= Nation Builders Corps =

Government initiative in Ghana

The Nation Builders Corps, also known as N.A.B.C.O, is a Ghanaian initiative to provide jobs to unemployed post-secondary school graduates (graduates of universities, training colleges, etc.) It was introduced by the government of Ghana.

The initiative aims to solve various social problems in both private and public sectors, and to build worker skills to promote economic growth. Trainees of this flagship program are given monthly stipends

== History ==
In August 2019, as a result of the closure of several non-performing banks by the Bank of Ghana, trainees whose stipends were paid onto GN Bank's Ezwich cards did not receive their stipends. Trainees had not been paid nine months on. Although NABCO has kept many unemployed graduates in temporary employment, monthly stipends have become an issue for trainees, some of whom still have arrears to be paid to them.

==NABCO cloth==
The NABCO program provides graduate trainees with African cloth so that they can show that they are part of the program or create some kind of awareness when they go to work. The cloth is supposed to be worn on Mondays and Fridays only. However, the cloth was never distributed to NABCO Trainees. The various District Coordinators compulsorily tasked trainees to pay amounts ranging from GHs 30 and 35 as fees for the supposed clothes to be sewn for them. Trainees who resisted had their timesheets not signed by their coordinator.

==Graduation==

On the 17 October 2018 trainees were invited to a graduation ceremony. On the day of the ceremony, graduates from across the country trooped to the Independence or Black Star Square. Most trainees from other regions were represented by a few, but those from Greater Accra all attended the event.

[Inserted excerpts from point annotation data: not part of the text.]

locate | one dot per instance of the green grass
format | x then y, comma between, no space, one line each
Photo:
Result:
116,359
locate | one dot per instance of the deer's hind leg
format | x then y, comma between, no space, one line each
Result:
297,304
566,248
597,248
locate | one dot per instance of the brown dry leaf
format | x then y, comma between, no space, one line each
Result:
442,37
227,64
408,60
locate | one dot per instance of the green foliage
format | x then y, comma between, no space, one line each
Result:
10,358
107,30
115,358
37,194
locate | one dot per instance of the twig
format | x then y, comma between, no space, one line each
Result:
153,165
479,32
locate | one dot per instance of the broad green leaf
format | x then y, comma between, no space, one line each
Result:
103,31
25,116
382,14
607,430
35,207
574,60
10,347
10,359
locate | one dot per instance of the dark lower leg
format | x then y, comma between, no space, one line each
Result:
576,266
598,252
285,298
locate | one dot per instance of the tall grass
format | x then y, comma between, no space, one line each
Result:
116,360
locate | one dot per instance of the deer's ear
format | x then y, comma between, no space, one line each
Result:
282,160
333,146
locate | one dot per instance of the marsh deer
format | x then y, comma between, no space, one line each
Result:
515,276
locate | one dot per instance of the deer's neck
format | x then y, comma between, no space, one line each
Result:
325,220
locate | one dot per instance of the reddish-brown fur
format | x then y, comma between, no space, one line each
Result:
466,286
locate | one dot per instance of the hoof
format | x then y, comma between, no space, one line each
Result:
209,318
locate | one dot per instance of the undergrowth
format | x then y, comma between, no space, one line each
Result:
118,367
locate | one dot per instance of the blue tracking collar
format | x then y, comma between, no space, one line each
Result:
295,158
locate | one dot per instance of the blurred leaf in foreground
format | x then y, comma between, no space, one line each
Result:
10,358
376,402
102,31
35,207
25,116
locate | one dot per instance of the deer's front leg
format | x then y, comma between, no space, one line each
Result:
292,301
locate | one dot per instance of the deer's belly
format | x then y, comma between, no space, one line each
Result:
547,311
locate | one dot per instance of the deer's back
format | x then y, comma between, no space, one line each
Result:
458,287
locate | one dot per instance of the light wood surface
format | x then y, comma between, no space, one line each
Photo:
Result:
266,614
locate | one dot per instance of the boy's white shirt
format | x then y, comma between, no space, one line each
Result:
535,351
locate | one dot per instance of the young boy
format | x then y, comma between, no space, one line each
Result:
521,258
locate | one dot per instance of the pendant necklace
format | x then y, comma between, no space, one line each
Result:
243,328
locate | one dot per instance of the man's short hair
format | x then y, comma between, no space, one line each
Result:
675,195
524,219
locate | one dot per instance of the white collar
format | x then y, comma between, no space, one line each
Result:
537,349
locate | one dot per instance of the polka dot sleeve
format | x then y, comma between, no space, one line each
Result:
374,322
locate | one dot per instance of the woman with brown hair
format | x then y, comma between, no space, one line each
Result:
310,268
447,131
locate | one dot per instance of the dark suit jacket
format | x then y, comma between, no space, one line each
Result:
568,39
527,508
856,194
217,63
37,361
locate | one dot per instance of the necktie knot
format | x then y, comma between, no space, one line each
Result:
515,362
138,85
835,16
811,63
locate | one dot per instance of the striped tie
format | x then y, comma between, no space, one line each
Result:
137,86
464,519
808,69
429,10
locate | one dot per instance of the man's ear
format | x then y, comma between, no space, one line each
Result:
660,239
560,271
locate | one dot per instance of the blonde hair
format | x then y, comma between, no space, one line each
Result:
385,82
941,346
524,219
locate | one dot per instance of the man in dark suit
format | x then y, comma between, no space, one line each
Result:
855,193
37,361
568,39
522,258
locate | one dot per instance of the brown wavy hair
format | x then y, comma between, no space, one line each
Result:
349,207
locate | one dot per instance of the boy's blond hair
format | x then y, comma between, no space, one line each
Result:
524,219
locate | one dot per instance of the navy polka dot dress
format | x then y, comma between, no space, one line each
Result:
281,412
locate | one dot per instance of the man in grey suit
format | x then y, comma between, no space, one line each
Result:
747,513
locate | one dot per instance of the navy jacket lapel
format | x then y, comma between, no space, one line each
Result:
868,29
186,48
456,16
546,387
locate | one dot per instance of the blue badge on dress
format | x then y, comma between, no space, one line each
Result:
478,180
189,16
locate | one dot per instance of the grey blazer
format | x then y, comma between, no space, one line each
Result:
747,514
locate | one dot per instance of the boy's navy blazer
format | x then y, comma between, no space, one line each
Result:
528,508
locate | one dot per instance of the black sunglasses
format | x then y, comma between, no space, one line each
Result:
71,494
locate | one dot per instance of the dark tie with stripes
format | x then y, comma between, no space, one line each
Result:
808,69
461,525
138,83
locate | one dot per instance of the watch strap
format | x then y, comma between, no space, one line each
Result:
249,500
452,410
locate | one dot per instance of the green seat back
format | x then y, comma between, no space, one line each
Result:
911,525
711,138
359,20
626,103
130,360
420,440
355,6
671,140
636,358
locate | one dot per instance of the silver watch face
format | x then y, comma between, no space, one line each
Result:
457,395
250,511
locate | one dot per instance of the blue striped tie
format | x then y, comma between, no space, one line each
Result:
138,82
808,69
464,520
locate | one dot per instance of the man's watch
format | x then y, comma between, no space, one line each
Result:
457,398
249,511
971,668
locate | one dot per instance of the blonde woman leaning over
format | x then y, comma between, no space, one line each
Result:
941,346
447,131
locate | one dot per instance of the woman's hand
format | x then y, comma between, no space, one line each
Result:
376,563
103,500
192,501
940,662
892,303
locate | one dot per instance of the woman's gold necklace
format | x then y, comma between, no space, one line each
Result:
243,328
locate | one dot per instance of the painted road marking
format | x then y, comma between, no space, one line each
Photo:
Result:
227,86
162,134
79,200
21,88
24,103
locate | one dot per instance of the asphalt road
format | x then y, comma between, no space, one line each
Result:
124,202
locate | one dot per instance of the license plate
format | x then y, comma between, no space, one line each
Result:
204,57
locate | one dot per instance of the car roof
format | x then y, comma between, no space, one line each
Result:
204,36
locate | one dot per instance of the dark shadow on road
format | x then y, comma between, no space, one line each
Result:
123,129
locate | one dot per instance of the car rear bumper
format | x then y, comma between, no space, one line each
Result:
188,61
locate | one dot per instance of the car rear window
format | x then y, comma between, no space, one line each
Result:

The president, vice president, and ministers of state attended the ceremony, receiving a rousing welcome from the trainees. The event commenced with Christian and Muslim prayers. The master of ceremonies was the Minister-Designate Kojo Oppong Nkrumah. Trainees were selected or volunteered matched to modules without any training. Representatives from various modules provided statistics on the number of people recruited and training costs associated.

The president's speech provided additional statistics about the initiative and how this initiative would encourage the Ghanaian youth to make a difference in the future. He commended his team for the work they did to bring this initiative to fruition.